Rockets'ta Ömer hariç hiçbir oyuncun elit savunmacı değil. Hatta pek çoğu vasat seviyede (Sezon başından beri 18 milyon kere söylediğim gibi: Harden'ın hücum repertuarına rağmen Wade'in hâlâ daha değerli bir oyuncu olmasının sebebi bu). Fakat playoff'lara kalma ihtimalleri Lakers, Jazz ve Warriors'tan daha fazla.
ps. Ayrıca guard rotasyonunda Patrick Beverley iyi oynamasına rağmen Aaron Brooks'la anlaştılar. "6 aydır mega şanslı gidiyoruz, playoff öncesi biraz saçmalayıp karmada denge bulalım" gibi bir fikre kapıldılar sanırım.
Harlem Shake
Miami'nin Harlem Shake'ini takiben Nuggets
da bir video hazırlamış. Aslında arkada Kenny, Cookie the Ogre gibi
enteresan karakterler var ama kameranın önünü kapatacak kadar gerizekalı
oldukları için videonun değeri iyice düşmüş. Neyse, zaten en güzel Harlem Shake videosunu Timberwolves hazırladı.
Spurs. Playbook Muhabbeti.
Bu oyunun üstünden 10 gün geçti ama taslağı hazırlayıp unutmuşum. Soğuk servis ediyorum, buyrun.

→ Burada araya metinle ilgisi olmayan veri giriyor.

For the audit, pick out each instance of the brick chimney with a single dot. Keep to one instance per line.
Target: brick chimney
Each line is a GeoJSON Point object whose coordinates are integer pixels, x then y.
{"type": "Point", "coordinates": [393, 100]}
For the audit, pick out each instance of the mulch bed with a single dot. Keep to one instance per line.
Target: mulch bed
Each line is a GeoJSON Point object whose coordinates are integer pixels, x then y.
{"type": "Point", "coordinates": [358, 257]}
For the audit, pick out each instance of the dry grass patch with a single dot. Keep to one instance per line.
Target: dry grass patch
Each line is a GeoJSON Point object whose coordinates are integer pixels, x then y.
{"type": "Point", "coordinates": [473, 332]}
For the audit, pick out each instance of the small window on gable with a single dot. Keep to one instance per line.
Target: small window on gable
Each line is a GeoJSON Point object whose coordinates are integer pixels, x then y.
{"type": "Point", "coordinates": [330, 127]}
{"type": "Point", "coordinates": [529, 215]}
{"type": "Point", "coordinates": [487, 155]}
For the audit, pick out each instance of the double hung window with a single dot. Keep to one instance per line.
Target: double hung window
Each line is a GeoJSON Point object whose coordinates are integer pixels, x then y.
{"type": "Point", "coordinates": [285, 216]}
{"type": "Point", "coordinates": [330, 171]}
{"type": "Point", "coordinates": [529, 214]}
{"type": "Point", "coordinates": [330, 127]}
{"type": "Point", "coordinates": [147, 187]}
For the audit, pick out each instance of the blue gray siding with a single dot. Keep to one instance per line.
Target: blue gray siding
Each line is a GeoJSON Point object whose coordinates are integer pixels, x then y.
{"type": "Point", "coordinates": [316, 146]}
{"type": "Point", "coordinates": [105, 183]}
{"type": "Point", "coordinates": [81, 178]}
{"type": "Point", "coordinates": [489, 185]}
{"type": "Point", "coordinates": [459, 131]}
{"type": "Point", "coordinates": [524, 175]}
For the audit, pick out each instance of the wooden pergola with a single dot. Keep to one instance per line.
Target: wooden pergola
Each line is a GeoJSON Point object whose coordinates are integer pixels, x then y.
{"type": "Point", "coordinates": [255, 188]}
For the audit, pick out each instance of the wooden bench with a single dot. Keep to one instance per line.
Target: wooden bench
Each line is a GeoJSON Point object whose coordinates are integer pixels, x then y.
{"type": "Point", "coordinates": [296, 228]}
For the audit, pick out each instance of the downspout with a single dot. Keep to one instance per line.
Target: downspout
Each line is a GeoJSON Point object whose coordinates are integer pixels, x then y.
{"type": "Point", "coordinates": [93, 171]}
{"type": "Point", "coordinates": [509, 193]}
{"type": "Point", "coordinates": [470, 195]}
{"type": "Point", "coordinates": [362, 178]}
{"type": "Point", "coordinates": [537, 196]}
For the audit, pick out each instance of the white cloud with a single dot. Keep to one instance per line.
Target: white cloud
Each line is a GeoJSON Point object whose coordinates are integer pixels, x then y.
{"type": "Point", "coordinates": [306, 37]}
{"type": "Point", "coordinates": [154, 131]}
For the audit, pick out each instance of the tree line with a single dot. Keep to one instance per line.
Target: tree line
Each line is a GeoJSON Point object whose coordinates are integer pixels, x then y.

Tony Parker sağ köşede, Kawhi Leonard ve Danny Green kanatlarda. Ginobili topu oyuna sokacak. Tim Duncan, sağ köşeden sol köşeye cut yapan Parker için perde hazırlamaya gidiyor ama perdede kontağı sağlamaksızın kayıyor ve Danny Green'in hazırladığı down screen'i kullanıp sol elbow'a çıktıktan sonra Ginobili'den pas alıyor. Oyun Duncan ve Ginobili'nin yeteneklerine ithafen çizilmiş; Duncan'ın elbow'dan verdiği pas ve Ginobili'nin repertuarındaki en meşhur numaralardan biriyle basket geliyor.
Normal süre biterken kullandıkları bu oyunu, uzatma devresinin sonlarında yine denemeye çalıştılar. Fakat Draymond Green ve Klay Thompson bu defa hazırlıklı oldukları için savunmada iyi iş çıkardı.
Son pozisyonda yine aynı oyunu denediler. Stephen Curry'nin kendi adamını bırakmaya meyilli olduğunu, David Lee'yle beraber "switch yapsak mı yapmasak mı" diye derin düşüncelere daldığını (dikkat etmediyseniz bir önceki videoyu tekrar izleyin) gördükleri için başka bir şekilde bitirmeye çalıştılar.
Rastgele Notlar:
-Warriors'un savunması çöktü. (100 pozisyon başına) daha fazla sayı yiyorlar, rakipleri daha az top kaybına zorluyorlar, toplam savunma ve hücum ribauntlarının daha azını toplayabiliyorlar, daha yüksek yüzdeyle sayı yiyorlar... Azim/hırs/gençlik/enerji gibi kriterler, 82 maçlık sezonda yavaş yavaş erozyona uğruyor. Playoff öncesi tekrardan toparlayıp toparlayamayacaklarını göreceğiz.
-Yazıhane'de Wilt'in 100 sayılık performansını anlatabilmek için Wilt'in hayatını ve 1960'larda NBA iklimini anlattım. Anekdot yağmuruna dönmesin diye birkaç klasik kurgu numarası kullanarak okura soluk alma fırsatı vermeye çalıştım falan fistan. Gidip okuyun.
-Kirk Goldsberry, David Lee hakkında küçük bir video hazırladı. Tabii SSAC'tan Grantland'e yolladığı çalışma daha önemli: Sanders vs Lee (video) ve şu (sunum)
-Sloan Sports Analytics Conference'ta olayın foseptik atığının çıktığı an: Oyuncuların biyolojik dengelerini ölçerek takım kimyasını istatistiğe dökme çabası.